XGBoost trees understanding

Hi All,
I have I believe a simple question which I’m not sure of the answer.

While running XGBoost with say 100 trees, if we want to manually reconstruct the process for one observation, how should we use the trees to find the final leaf for this specific observation?
Is it the last tree (100) or a complex gradient calculation of all trees?

Many thanks

No, you should obtain the final leaf for every trees in the ensemble. The prediction for a particular observation is obtained by summing the output from all the trees.

Many thanks hcho3!

Unfortunately, that’s what I was concerned about.

I’m trying to classify each observation in a specific and unique leaf or group. Is there a way I can achieve this with gradient boosting?

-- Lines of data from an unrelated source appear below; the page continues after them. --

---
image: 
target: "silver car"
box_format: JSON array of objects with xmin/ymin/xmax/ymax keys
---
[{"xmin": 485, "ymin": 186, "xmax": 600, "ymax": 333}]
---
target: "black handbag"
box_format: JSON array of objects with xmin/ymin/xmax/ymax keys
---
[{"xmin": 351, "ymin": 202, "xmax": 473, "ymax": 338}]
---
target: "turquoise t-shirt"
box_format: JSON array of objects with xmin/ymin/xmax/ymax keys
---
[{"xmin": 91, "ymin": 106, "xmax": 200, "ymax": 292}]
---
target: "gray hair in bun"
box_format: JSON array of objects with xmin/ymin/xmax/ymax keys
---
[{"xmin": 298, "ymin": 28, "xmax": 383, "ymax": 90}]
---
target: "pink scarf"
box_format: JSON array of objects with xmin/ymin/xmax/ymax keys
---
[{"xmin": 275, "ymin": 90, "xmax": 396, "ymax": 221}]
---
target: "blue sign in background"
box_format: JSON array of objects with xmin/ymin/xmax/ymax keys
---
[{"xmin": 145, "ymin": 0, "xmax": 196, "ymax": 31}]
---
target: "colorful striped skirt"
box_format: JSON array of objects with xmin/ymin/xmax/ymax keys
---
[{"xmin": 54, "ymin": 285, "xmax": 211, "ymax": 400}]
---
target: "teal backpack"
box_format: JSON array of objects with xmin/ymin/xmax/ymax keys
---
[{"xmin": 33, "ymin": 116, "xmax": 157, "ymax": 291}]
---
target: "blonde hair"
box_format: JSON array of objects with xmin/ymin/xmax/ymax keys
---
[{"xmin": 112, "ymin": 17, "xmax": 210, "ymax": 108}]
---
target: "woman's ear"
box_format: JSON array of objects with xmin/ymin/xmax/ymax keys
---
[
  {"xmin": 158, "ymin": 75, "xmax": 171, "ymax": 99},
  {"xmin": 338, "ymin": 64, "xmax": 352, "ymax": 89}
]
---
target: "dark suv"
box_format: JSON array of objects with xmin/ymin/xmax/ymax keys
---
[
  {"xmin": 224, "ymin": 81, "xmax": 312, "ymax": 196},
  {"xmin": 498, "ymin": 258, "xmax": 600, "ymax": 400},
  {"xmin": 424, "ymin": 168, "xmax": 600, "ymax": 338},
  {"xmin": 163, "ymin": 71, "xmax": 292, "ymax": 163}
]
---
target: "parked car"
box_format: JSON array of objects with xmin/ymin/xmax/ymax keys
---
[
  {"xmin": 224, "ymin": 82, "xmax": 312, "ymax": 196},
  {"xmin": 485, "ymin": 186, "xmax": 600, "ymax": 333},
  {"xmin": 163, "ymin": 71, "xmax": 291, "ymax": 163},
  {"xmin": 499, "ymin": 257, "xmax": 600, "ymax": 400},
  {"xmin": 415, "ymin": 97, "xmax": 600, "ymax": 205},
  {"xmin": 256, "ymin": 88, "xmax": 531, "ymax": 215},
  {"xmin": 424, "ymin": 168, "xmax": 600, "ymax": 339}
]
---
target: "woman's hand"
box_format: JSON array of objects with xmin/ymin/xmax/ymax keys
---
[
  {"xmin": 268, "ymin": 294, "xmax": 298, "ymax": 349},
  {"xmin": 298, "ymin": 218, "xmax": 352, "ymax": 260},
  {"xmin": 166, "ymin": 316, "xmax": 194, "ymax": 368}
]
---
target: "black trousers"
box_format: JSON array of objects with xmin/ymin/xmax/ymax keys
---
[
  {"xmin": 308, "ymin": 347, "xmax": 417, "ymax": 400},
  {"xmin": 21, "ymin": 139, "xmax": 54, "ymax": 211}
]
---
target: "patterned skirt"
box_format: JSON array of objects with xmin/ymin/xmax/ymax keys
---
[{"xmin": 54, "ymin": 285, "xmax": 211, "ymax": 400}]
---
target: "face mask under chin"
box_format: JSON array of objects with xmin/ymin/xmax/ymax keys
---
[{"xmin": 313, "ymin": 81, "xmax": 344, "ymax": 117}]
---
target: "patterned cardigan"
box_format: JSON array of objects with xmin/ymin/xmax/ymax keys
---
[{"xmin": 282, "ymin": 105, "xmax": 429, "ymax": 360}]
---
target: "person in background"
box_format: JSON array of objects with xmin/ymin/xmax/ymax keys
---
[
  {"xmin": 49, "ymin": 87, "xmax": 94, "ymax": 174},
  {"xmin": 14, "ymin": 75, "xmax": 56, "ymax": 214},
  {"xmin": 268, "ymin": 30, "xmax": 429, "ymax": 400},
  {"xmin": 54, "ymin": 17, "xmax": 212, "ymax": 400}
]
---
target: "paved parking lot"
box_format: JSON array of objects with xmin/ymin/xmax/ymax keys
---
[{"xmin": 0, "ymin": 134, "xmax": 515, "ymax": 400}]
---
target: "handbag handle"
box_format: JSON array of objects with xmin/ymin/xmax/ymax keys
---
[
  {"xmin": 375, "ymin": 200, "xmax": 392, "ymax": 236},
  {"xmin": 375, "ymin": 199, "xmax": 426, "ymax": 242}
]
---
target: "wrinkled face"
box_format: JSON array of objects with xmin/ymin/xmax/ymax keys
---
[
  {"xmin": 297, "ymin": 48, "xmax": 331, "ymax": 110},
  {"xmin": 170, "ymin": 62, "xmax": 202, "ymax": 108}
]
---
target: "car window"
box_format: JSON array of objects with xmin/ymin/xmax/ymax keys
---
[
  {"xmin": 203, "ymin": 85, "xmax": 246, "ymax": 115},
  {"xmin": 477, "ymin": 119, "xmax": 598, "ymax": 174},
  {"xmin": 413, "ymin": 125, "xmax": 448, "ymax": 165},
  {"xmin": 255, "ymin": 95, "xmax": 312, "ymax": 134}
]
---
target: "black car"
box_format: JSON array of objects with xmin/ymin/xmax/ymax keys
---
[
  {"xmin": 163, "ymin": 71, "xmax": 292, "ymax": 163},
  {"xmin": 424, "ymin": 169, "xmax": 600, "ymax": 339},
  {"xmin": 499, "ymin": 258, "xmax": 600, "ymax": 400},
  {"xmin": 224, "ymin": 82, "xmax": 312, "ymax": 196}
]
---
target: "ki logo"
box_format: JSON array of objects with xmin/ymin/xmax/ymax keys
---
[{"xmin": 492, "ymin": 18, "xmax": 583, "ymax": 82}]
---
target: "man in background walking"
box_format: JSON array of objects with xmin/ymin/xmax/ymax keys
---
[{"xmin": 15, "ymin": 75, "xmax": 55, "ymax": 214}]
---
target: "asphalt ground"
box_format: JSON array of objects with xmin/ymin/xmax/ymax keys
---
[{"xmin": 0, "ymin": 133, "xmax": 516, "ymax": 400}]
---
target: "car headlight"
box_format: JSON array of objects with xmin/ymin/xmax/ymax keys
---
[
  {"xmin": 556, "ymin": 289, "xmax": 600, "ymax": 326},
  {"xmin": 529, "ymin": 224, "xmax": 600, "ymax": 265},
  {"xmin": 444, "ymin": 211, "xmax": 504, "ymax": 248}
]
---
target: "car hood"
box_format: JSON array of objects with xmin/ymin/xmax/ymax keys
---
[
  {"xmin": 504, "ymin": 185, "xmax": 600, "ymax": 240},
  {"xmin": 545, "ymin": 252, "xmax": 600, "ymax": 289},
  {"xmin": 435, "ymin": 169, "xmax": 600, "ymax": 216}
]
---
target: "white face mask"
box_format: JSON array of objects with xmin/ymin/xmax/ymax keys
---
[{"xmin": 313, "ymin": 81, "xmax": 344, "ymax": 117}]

You should call predict() function with parameter pred_leaf=True. That will give you the set of leaf IDs that each observation is associated with.

Excellent! That’s great… Many thanks,

Hi hcho3,
I cannot see parameter pred_leaf=True in XGBoost.predict(???) ?

I’m using python package XGBoost.XGBRegressor !!!

A bit confused. Any suggestion?
Many thanks

Try clf.get_booster().predict(pred_leaf=True). The get_booster() obtains the underlying Booster object inside the XGBRegressor model.

Hi hcho3,
clf.get_booster().predict(pred_leaf=True) did not work :frowning:

However, after many hours using XGBRegressor.apply(X) gave what I think is the leaf id…


Actually, I have the final leaves of all 20 trees’ rounds.

What does it means?

Do I need to sum up the average within all of final 20 leaves found for a specific observation
the 20th tree gives the final leaf and value?


You should sum the leaf values (outputs) associated with the 20 final leaves.